Usually that is the case if a concerned friend tells a friend when their partner is cheating, they don't believe it. What's important to me is that I have been honest and I tried to help my friend.
Ciao!
@sweethomecatring (1563)
• India
23 Aug 08
It is a good thought to discuss. If you are really a friend I think it is your duty to correct your friend where he is wrong due to which the family affairs can turn into mess. If do not comes to the terms then tell him to either break with you and be ready for the consequences. Secondly what type of cheating you are not clear.If it relates to adultery then the things can become worst.
@lixiaos77 (1030)
• Shijiazhuang, China
23 Aug 08
I will never do this. It is not strange that it often happen. But don't interfere other's life.
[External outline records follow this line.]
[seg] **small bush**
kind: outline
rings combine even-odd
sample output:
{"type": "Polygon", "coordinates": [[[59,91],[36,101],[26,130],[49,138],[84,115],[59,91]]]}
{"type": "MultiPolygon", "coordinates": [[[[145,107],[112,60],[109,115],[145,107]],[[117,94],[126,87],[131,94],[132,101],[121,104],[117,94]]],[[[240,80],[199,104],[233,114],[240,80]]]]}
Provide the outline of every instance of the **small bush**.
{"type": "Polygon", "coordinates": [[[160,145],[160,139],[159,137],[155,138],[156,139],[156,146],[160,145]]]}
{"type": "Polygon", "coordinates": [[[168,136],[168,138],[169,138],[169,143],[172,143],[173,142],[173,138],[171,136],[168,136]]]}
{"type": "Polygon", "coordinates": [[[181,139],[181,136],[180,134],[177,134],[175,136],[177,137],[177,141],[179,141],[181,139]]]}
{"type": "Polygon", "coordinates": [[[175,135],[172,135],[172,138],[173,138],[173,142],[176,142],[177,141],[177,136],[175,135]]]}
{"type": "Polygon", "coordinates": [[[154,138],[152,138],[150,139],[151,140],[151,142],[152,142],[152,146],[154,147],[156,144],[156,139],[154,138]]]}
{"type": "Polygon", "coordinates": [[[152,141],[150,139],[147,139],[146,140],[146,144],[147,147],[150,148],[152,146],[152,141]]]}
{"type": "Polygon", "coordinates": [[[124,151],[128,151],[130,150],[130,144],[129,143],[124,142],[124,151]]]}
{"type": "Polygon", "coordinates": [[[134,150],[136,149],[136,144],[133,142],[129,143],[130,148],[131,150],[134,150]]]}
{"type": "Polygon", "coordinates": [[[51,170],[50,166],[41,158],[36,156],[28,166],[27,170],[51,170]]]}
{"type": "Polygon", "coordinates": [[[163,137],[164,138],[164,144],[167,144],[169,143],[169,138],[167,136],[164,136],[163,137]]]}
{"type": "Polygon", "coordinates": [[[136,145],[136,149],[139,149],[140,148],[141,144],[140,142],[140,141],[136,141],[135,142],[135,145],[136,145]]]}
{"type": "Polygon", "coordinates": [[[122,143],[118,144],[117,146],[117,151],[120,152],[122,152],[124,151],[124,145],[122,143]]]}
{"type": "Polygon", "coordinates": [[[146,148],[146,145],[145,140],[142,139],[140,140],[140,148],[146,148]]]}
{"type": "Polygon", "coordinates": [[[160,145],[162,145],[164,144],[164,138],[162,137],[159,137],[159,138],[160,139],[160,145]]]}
Every resule has its cause, perhaps the cheating one is not the only one to blame. If you tell it to the other spouse, the spouse can't forgive because it is known by others. Let the couple handle this kind of thing themselves.
1 person likes this
@agnes4mail (131)
• Indonesia
23 Aug 08
I wont tell my friends husband, coz even though we were friends, their relationship its none of my business. However I will encourage my friends to stop the affair and be honest with her/his spouse, and advice her/him to be more royal in marriage.
1 person likes this
@sugarhigh0206 (175)
• Philippines
23 Aug 08
yes, I would tell it to my friend's husband. I don wanna be unfair just because he/she is my friend. I value so much the concept of a family and I dont wanna see someone destroying their own family. Its a gift of God that each and everyone should be happy and value. I hope you got the righ decision. Goodluck!